In a study designed to evaluate the safety of a 120-minute rituximab infusion in patients with rheumatoid arthritis, patients with moderate-to-severe active RA who did not experience a serious infusion-related reaction (IRR) during or within 24 hours of their first studied infusion were allowed to receive a 120-minute infusion of rituximab IV. Patients with a history of a serious infusion reaction to a biologic therapy for RA were excluded from entry. The incidence, types and severity of infusion-related reactions (IRRs) were consistent with that observed historically. No serious IRRs were observed.
Infections: The overall rate of infection was approximately 94 per 100 patient years in rituximab treated patients. The infections were predominately mild to moderate and consisted mostly of upper respiratory tract infections and urinary tract infections. The incidence of infections that were serious or required IV antibiotic was approximately 4 per 100 patient years. The rate of serious infections did not show any significant increase following multiple courses of rituximab. Lower respiratory tract infections (including pneumonia) have been reported during clinical trials, at a similar incidence in the rituximab arms compared to control arms.

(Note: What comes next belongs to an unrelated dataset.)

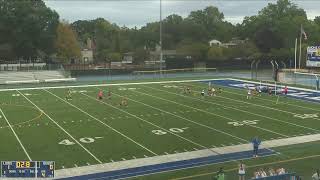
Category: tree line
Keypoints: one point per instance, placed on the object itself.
(29, 30)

Cases of Progressive Multifocal Leukoencephalopathy with fatal outcome have been reported following use of rituximab for the treatment of autoimmune diseases. This includes Rheumatoid Arthritis and off-label autoimmune diseases, including Systemic Lupus Erythematosus (SLE) and Vasculitis. All the reported cases had multiple risk factors for PML, including either the underlying disease and or long-term immunosuppressive therapy or chemotherapy.
Malignancies: In RA clinical studies, the incidence of malignancy following exposure to rituximab is 0.8 per 100 patient years, which is within the range expected for an age- and gender-matched population.
Cardiovascular: Cardiac events were observed in 11% patients in clinical studies with rituximab. In placebo controlled studies, serious cardiac events were reported equally in rituximab and placebo treated patients (2%).
Neurologic events: Cases of posterior reversible encephalopathy syndrome (PRES)/reversible posterior leukoencephalopathy syndrome (RPLS) have been reported. Signs and symptoms include visual disturbance, headache, seizures and altered mental status, with or without associated hypertension. A diagnosis of PRES/RPLS requires confirmation by brain imaging. The reported cases had recognized risk factors for PRES/RPLS, including hypertension, immunosuppressive therapy and/or other concomitant therapies.